Afrique de l'Ouest : Charles Taylor jugé par ceux qu'il a servis05/04/20062006Journal/medias/journalnumero/images/2006/04/une1966.jpg.445x577_q85_box-0%2C104%2C1383%2C1896_crop_detail.jpg

Dans le monde

Afrique de l'Ouest : Charles Taylor jugé par ceux qu'il a servis

Le gouvernement du Nigeria a finalement donné suite à la demande d'extradition de l'ex-président du Liberia Charles Taylor, demande formulée par la nouvelle présidente de ce pays, Ellen Jonhson-Sirleaf.

Chassé de la capitale Monrovia et du pouvoir en août 2003, l'ex-dictateur libérien vivait depuis en exil dans le sud du Nigeria, suite à un accord international conclu sous l'égide de l'ONU et prétendant mettre fin à la guerre civile dans la région.

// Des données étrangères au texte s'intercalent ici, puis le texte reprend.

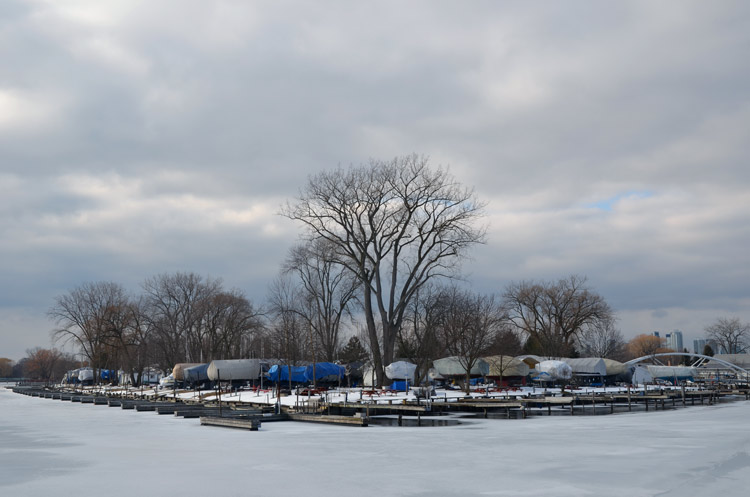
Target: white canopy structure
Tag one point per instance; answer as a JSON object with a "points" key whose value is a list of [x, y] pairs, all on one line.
{"points": [[178, 371], [234, 369], [555, 370], [401, 370], [587, 366], [614, 367], [451, 366], [503, 365]]}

En fait, depuis juin 2003, Taylor est inculpé par le Tribunal spécial pour le Sierra Leone (TSSL) de crimes de guerre, de crimes contre l'humanité ainsi que de viols, de meurtres, d'enrôlement forcé d'enfants soldats et de pillages. Ces accusations reposent notamment sur son rôle dans les atrocités commises par le Front révolutionnaire uni (RUF). Ce mouvement, que Taylor a financé et armé en échange de diamants récoltés dans les mines de Sierra Leone, s'est illustré durant la guerre civile sierra-léonaise, qui dura jusqu'en 2001, par une vague d'actes de terreur, d'assassinats et de mutilations de milliers de personnes.

Les grandes puissances, et plus particulièrement les dirigeants américains, semblent avoir fait pression sur les gouvernements libérien et nigérian pour amener Taylor à comparaître devant les juges du TSSL, alors qu'elles ont leur part de responsabilité dans l'ascension et le maintien au pouvoir de Taylor.

Historiquement, le Liberia appartient à la zone d'influence américaine puisque ce petit État fut fondé au début du 19esiècle par des sociétés philanthropiques américaines qui voulaient favoriser le retour d'esclaves affranchis en Afrique. Cette opération fut l'occasion pour les États-Unis de s'implanter et de participer au pillage de ce pays et de l'Afrique. Depuis, toutes les ressources du Liberia -hévéas et minerai de fer notamment- sont exploitées par de grands trusts américains, comme Firestone qui posséda jusqu'à 400000 hectares destinés à la production de caoutchouc.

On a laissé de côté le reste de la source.